We're in the deep depths of winter cold, with temperature falling to -27C and -29C at night. Making snuggling into bed at night for all of us under the depth of a winter duvet pure pleasure. What hasn't been too pleasant is deciding to remain at home the last few days, foregoing our usual daily traipse through the forest trails in the ravine we access up the street from our house.

Just too cold. -19C with wind has had Jackie and Jillie zipping quickly back into the house from the backyard when they go out to evacuate. One of us always accompanies them and when it's this cold it's just as well. Often they don't seem to realize how cold it is and they want to play in the snow together, run after one another, do a little bit of stand-up boxing, and then the cold suddenly hits them and they freeze. Literally.

And that's when they don't seem to be able of their own volition to even move. We swoop them up and haul them back inside. The snow invigorates them and the extreme cold turns them into little frozen statues, the realization sneaking up on their awareness that it's suddenly too old to even move because the cold is painful.

They adjust to being at home instead of having a break outside, but when the weather relents enough to enable us to get out they're overjoyed at the freedom they're faced with in the woods to race about and catch up with anything they may have missed.

This is the kind of weather where you want to have a hot, aromatic bowl of soup to restore your creature comforts. Which means we've been having quite a lot of soup lately. Jackie and Jillie pass on the soup, but they're keen on the vegetables that go into soup.

Today's 'warmest' point of the day was late-morning/early-afternoon when the temperature sat at -12C, slightly colder in the ravine. If we waited to later in the afternoon it would be around -16C, so we decided to nip out a little earlier than usual. The wind was to our faces walking up the street to the ravine entrance, and it was amply cold, but the sun was hard at work trying to temper the wind's influence, until we got to the forest interior and both sun and wind effects were diminished. 

The forest creek is completely frozen over. In most places snow has billowed over the frozen creek so it cannot be distinguished from anywhere else on the forest floor.

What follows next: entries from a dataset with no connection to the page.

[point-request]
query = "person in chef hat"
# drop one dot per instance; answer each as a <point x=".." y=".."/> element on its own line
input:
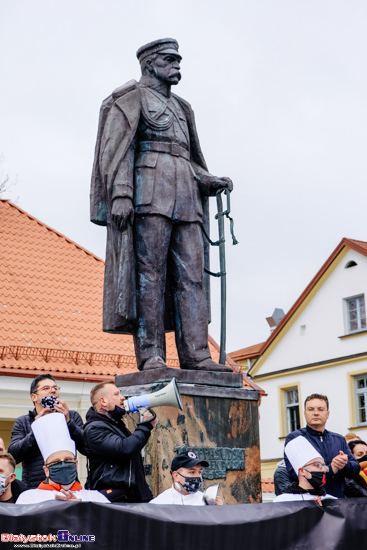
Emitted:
<point x="311" y="470"/>
<point x="61" y="466"/>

In areas that are slightly more open to wind, it sweeps the snow away and the ice can be seen, white and opaque.

Wildflowers that were the last to bloom in late fall remain dry and upright through all the storms that hit in the winter, ferocious as some of them can be. The vegetation remains defiantly upright, their flowers turned into clinging little nettles that like to burrow deep into little dogs' haircoats if they get the chance. Those that asters produce are particularly prickly, looking for a ride home on unsuspecting dogs.